Match expressions with their sums or difierences. \( \frac{10}{10} \) \( \frac{6}{10}+\frac{9}{10} \) \( \frac{6}{10} \) \( \frac{8}{10}+\frac{2}{10} \) \( \frac{3}{10} \) 15 10

Let’s match these expressions to their sums or differences! First up, \(\frac{10}{10}\) equals 1, which doesn’t match with 10 or 15 but indicates that we could be simplifying! Now, \(\frac{6}{10} + \frac{9}{10} = \frac{15}{10} = 1.5\), which also doesn’t match our provided sums. If we look at \(\frac{6}{10}\), it equals 0.6, and finally, \(\frac{8}{10} + \frac{2}{10} = 1\).

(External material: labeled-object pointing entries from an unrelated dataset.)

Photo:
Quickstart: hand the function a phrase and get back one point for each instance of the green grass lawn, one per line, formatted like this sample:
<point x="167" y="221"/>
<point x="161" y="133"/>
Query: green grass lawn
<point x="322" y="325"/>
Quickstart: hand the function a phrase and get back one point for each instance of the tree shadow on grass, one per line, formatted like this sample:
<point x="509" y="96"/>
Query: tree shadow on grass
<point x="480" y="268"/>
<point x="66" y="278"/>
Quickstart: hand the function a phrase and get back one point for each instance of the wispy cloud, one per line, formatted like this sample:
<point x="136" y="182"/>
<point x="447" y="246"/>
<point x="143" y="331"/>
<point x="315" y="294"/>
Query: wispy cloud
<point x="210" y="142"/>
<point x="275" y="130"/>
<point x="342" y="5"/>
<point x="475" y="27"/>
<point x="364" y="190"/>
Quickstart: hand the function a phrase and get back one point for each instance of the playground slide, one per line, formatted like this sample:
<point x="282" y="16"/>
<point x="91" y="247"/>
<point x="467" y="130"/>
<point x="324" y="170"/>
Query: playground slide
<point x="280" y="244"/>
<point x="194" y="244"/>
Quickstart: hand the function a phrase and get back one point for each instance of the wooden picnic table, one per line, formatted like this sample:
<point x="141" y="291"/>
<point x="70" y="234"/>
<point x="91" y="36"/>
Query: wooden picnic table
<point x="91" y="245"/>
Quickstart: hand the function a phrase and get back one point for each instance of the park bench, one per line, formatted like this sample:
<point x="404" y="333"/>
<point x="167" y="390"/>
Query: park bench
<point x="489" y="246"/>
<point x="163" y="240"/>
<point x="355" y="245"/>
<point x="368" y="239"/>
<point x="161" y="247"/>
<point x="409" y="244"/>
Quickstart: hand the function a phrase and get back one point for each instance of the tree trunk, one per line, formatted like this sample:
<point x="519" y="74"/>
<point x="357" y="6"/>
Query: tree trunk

That means: - \(\frac{10}{10} = 1\) - \(\frac{6}{10} + \frac{9}{10} = 1.5\) - \(\frac{6}{10} = 0.6\) - \(\frac{8}{10} + \frac{2}{10} = 1\) - \(\frac{3}{10} = 0.3\) For the final sums, 10 and 15 don't quite match our simplified fractions. Instead, we have different numerical representations in play! Want to dive deeper into this riveting world of fractions? Explore how fractions play a role in cooking! Converting measurements is an essential skill in the kitchen that can turn a culinary disaster into a delightful dish! You’re also in good company if you make mistakes; many learners mix up the addition of fractions. Remember: the denominators need to match before any summation or subtraction can happen. Happy calculating!